Io dell’amore non so niente e niente voglio sapere.
A un certo punto, verso la fine del testo, Elizabeth raggiunge il dottor Sanborne, suo ex datore di lavoro ormai in pensione ma mai davvero fermo, ma finalmente innamorato dopo aver passato tutta la vita a fare esperimenti per dimostrare che l’amore non esiste. E quando gli si siede accanto gli domanda, esausta e senza niente, in che cosa si può credere alla fine di tutto. Alla fine di un mondo confuso e spaventoso, di un mondo così definito da farti vedere in Blu-ray tutto l’elenco dei tuoi inciampi, così spezzato e polarizzato da consumarti fino all’osso, fino al cuore, fino a quel “non succederà a noi” che è sempre stato certezza e adesso finisce con un punto di domanda.
«Quindi se nulla è reale, se la sicurezza è solo un'illusione, cosa facciamo? Non crediamo in niente?»
L’ho capito in quel momento. A quella pagina, a quella frase. E pure quando gli dissi “vai, sei libero da me” perché altrimenti avrei polverizzato lui e le margherite di maggio del Santa Chiara; quando ho preso quel treno pur sapendo che non mi portava da nessuna parte; quando non ho sentito più niente se non la paura e ho cambiato casa, facoltà, ragione e pure modo di parlare.
Adesso, la notte, quando il mondo fuori esplode, si massacra da solo, ci richiede a gran voce, mi mette in crisi e fa paura davvero, io sento il suo respiro. So che è vero perché appoggio la mano sulla sua schiena e lo sento, perché quando c’è solo il buio lo imito e torno in vita, perché quando se ne va in giro per il pianeta piccolo che abitiamo non è terrore ed è la prima volta e l’ultima volta insieme.

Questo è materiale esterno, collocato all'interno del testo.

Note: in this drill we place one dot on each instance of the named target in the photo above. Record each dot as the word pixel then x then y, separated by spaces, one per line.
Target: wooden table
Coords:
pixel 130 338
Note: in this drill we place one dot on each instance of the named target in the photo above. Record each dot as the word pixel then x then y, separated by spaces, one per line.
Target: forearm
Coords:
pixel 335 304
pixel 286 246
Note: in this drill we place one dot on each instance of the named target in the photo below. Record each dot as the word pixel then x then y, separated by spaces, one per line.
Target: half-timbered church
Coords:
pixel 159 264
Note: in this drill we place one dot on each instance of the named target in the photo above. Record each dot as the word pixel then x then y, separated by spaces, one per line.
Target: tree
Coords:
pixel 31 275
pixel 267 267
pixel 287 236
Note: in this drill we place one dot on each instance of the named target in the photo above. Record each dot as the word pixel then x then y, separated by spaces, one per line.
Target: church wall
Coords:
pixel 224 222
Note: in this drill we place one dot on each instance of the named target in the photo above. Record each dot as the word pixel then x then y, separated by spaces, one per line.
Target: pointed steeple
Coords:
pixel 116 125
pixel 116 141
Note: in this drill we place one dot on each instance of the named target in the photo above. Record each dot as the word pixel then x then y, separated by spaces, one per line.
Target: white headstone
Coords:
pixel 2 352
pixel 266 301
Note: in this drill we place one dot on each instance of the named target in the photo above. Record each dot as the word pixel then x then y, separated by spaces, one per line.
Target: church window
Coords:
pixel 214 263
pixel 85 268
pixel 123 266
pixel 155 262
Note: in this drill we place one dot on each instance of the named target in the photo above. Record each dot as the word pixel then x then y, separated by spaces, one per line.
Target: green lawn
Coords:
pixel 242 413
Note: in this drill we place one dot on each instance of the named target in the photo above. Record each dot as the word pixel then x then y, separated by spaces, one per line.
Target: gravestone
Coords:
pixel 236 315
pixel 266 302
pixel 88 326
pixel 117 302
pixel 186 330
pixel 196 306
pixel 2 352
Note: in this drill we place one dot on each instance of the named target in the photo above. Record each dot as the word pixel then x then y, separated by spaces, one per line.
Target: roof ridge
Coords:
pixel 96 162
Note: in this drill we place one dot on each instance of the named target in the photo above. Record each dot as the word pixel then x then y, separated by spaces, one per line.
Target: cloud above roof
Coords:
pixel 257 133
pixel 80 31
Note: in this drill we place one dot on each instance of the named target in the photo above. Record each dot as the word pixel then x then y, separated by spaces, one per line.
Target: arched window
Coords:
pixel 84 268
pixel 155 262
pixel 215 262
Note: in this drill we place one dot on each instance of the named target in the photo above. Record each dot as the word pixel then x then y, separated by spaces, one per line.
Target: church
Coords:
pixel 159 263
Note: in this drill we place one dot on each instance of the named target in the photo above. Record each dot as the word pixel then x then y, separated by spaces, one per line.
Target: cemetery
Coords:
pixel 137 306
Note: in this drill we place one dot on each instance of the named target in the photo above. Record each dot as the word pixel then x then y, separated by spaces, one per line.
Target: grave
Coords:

Non perché l’ho scelto, non perché è un caso, ma perché lo voglio.
Così ogni volta diventa amore. Così ogni volta si libera, ogni volta si trasforma e io mi adatto, ci cresco dentro e tutto attorno, mi scopro limpida nel chiedere, nel confondermi e nell’errore.
Innamorata e saggissima, azzardata e ferma sui minimi dettagli. Inconsapevole di molto, pronta a tutto: sopratutto al dubbio e alle sue verità.
Come quella che dice “l’amore vero non esiste e non è esistito mai”.
A trentatré anni e milioni di sogni dopo posso accettarlo.
«Credi in quello che vuoi, mia cara, ma credici con delicatezza. Credici con consapevolezza. Credici con curiosità. Credici con umiltà. E non fidarti dell'arroganza della sicurezza. Insomma, mia cara Elizabeth, se vuoi che gli dei ridano davvero di te, allora chiamala pure la tua casa per sempre.»
Questa non è una recensione.
La vita mi mette sul tavolo pagine e frammenti; ogni tanto mi ci ritrovo.
A questo giro le parole di F., un libro che ha stravolto l’autunno, io che sto scrivendo un romanzo con dentro una storia d’amore e mi sembra di stare in una scintilla. Poi i libri sempre i libri, io che ho un indirizzo di casa e lui che quando dorme la notte brilla.